Execute the report RILM_STOR_TEST_PF_REPEAT_SMALL:
The report creates the directory structure and generates a set amount of documents that are pushed to the ILM Store and Azure Data Lake. I found it difficult to compare the results, as there are none publicly available KPIs that should be met. Therefore I think the best way is to use the example provided in the ILM Store configuration guide:
SAP ILM Configuration Guide results:
If during subsequent runs the report displays errors “MKOL – 405 Method Not Allowed” don’t worry. It is an obvious bug as the report doesn’t delete the entire collection structure. When you execute the report again some directories already exist which results in 405 type errors.
As always I highly encourage you to perform the Proof of Concept to ensure the solution is working properly in your landscape.
This is the moment we’ve been waiting for. After a long configuration we can finally start the archiving process to see how the solution behaves in real life. Using the report SAPBC_DATA_GENERATOR I generate test SFLIGHT data. I went with the minimum amount of records as it should give a reasonable amount of data to archive.
The archiving objects I use is BC_SBOOK_X. It’s pre-delivered by SAP and we can use it to verify the Hadoop integration. Enter the transaction SARA and select the archiving object.
Select Write to run the archiving run and transfer data to Data Lake. I created a new variant to include all flights assigned to airline Alitalia (AZ).

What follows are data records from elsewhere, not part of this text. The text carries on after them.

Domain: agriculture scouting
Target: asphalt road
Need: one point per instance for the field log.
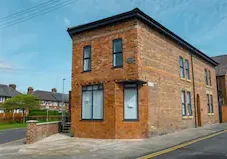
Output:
(12, 135)
(212, 148)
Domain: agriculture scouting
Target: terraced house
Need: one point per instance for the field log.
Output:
(133, 78)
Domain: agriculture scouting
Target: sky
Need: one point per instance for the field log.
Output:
(38, 52)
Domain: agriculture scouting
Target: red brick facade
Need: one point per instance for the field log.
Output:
(156, 60)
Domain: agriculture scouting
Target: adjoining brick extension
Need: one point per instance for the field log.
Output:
(156, 60)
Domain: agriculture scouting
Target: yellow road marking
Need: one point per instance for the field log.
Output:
(12, 141)
(180, 146)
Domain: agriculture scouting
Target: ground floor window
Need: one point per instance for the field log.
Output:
(186, 108)
(210, 103)
(92, 102)
(130, 102)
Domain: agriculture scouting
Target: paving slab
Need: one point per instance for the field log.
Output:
(65, 147)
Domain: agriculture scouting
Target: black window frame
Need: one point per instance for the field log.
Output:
(130, 86)
(115, 53)
(183, 103)
(87, 58)
(189, 104)
(208, 103)
(84, 88)
(209, 77)
(187, 70)
(181, 66)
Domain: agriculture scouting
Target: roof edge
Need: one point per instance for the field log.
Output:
(137, 13)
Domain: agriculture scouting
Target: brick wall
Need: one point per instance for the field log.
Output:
(156, 61)
(159, 64)
(37, 131)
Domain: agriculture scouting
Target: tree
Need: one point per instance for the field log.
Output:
(23, 102)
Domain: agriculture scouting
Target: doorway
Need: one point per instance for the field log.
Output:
(199, 111)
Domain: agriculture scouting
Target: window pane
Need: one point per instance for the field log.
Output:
(87, 52)
(181, 62)
(189, 103)
(117, 59)
(130, 103)
(98, 104)
(211, 104)
(117, 45)
(183, 103)
(87, 105)
(87, 64)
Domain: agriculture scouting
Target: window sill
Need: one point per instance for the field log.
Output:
(130, 120)
(210, 114)
(91, 120)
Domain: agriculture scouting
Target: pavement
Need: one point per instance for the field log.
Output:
(12, 135)
(60, 146)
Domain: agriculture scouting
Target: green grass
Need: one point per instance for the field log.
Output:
(5, 126)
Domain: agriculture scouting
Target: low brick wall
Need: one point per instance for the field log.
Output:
(37, 131)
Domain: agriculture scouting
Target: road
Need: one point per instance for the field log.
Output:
(12, 135)
(212, 148)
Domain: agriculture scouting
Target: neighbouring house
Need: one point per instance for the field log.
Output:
(7, 92)
(133, 78)
(221, 77)
(51, 100)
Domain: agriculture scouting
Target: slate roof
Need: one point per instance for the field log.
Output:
(7, 91)
(222, 67)
(138, 14)
(50, 96)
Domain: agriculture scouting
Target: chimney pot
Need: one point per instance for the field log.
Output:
(12, 86)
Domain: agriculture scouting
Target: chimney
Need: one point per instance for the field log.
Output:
(54, 90)
(13, 86)
(30, 90)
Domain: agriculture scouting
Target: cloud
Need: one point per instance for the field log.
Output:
(5, 65)
(67, 21)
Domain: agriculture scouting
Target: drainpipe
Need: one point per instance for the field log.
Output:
(193, 81)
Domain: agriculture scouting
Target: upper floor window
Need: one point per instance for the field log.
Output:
(117, 53)
(181, 61)
(208, 77)
(187, 73)
(87, 59)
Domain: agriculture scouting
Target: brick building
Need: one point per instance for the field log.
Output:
(132, 78)
(51, 100)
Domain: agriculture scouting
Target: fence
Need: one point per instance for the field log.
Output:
(18, 117)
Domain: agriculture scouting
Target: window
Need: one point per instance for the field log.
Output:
(117, 53)
(210, 103)
(181, 61)
(130, 102)
(187, 69)
(209, 76)
(189, 103)
(87, 59)
(92, 102)
(206, 77)
(183, 103)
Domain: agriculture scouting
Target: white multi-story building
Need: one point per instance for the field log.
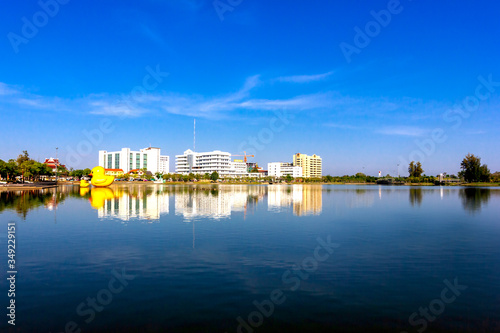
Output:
(127, 160)
(208, 162)
(280, 169)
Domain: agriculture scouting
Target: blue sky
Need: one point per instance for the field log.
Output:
(271, 78)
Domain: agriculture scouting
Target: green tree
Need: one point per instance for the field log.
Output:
(214, 176)
(473, 171)
(415, 170)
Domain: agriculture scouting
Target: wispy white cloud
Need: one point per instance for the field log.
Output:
(403, 131)
(252, 96)
(475, 132)
(342, 126)
(305, 78)
(6, 90)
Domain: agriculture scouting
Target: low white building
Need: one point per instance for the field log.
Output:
(281, 169)
(127, 160)
(208, 162)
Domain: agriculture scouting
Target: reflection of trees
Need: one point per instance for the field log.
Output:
(473, 198)
(24, 201)
(416, 196)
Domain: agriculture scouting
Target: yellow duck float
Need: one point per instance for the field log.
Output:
(99, 178)
(98, 197)
(84, 183)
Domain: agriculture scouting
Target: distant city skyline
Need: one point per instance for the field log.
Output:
(367, 87)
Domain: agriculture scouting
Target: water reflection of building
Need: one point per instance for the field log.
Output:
(305, 200)
(139, 203)
(216, 202)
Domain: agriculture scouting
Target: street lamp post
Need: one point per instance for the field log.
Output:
(56, 162)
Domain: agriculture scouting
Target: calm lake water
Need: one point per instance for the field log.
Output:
(275, 258)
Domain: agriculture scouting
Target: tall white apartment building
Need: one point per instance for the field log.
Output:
(208, 162)
(280, 169)
(127, 160)
(311, 165)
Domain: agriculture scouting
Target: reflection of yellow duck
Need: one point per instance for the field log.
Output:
(99, 178)
(84, 191)
(98, 197)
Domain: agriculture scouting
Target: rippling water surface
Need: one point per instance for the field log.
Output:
(278, 258)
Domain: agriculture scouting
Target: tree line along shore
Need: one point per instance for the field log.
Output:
(472, 173)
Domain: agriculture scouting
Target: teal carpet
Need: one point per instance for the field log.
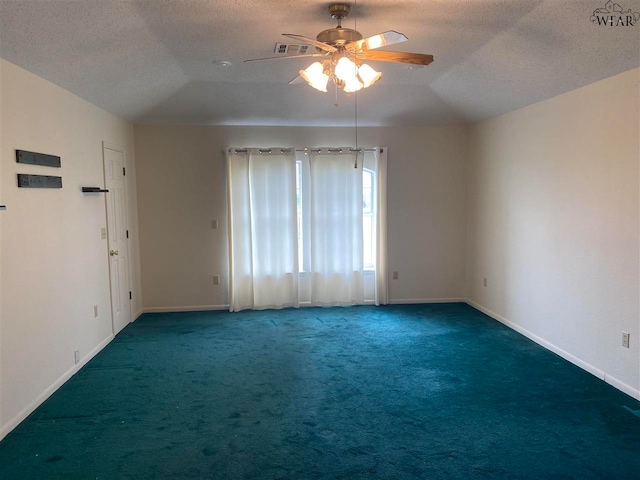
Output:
(396, 392)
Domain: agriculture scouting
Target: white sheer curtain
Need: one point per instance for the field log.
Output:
(336, 227)
(380, 218)
(263, 242)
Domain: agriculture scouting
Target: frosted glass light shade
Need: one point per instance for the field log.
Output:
(315, 76)
(352, 85)
(346, 70)
(368, 75)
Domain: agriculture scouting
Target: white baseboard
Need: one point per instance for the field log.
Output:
(623, 387)
(186, 308)
(29, 409)
(406, 301)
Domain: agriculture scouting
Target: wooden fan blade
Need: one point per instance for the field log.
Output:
(306, 55)
(296, 79)
(310, 41)
(401, 57)
(383, 39)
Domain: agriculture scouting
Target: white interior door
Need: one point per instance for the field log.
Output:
(114, 164)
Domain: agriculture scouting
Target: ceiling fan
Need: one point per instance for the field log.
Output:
(344, 51)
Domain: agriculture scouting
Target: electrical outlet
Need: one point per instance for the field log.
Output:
(625, 339)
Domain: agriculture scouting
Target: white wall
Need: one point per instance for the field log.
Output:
(54, 265)
(553, 206)
(182, 188)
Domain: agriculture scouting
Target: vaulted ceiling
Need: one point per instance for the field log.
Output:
(153, 61)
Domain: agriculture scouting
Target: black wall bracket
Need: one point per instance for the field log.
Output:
(39, 181)
(94, 190)
(33, 158)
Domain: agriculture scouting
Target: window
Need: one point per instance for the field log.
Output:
(368, 223)
(305, 226)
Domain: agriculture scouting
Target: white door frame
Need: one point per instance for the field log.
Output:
(117, 235)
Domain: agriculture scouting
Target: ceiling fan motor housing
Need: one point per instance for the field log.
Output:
(339, 36)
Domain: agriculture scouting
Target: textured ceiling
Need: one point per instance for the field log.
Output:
(152, 61)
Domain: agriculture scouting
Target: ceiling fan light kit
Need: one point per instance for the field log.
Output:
(344, 51)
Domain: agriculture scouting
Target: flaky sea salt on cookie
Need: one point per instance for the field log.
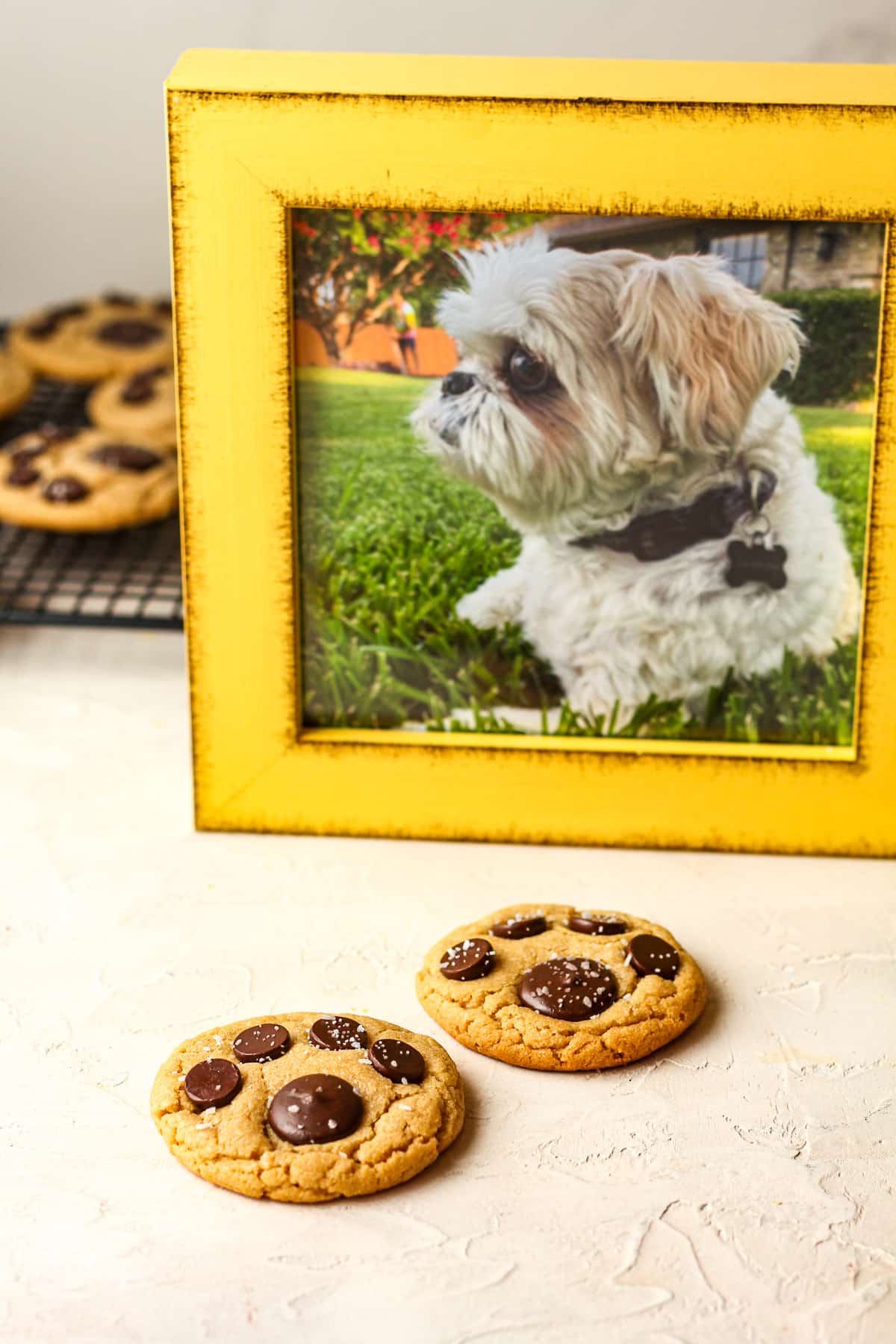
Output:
(559, 988)
(308, 1108)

When you start the process SAP system triggers a data archiving job. Based on provided criteria the system found 1878 objects to archive.
It takes around 10 minutes to complete. In the meantime, you can look at the Azure Data Lake to see files are actually being created!
When the archive job is completed you can remove the records from the database. If you need to access the data later, you can use the read program:
The archiving process is completed, and I could stop my post here. But there is one more thing I’d like to show you. In the introduction I wrote that storing data in the Azure Data Lake gives you access to the entire data platform. For example, you can use the Azure Databricks to easily read the files:
val df = spark.read.format("xml").option("rootTag","SBOOK").load("/mnt/SAPArchive/a4h/100/bc_sbook_x/000002/*.xml") df.show()
This way, the archived data are still a relevant source for reporting. Even after offloading, they don’t lose their value – moreover, you can now use it together with data coming from other sources. But that’s just an example. I encourage you to experiment with other Azure services and use the archived data. Who knows, maybe you’ll discover things that were previously hidden?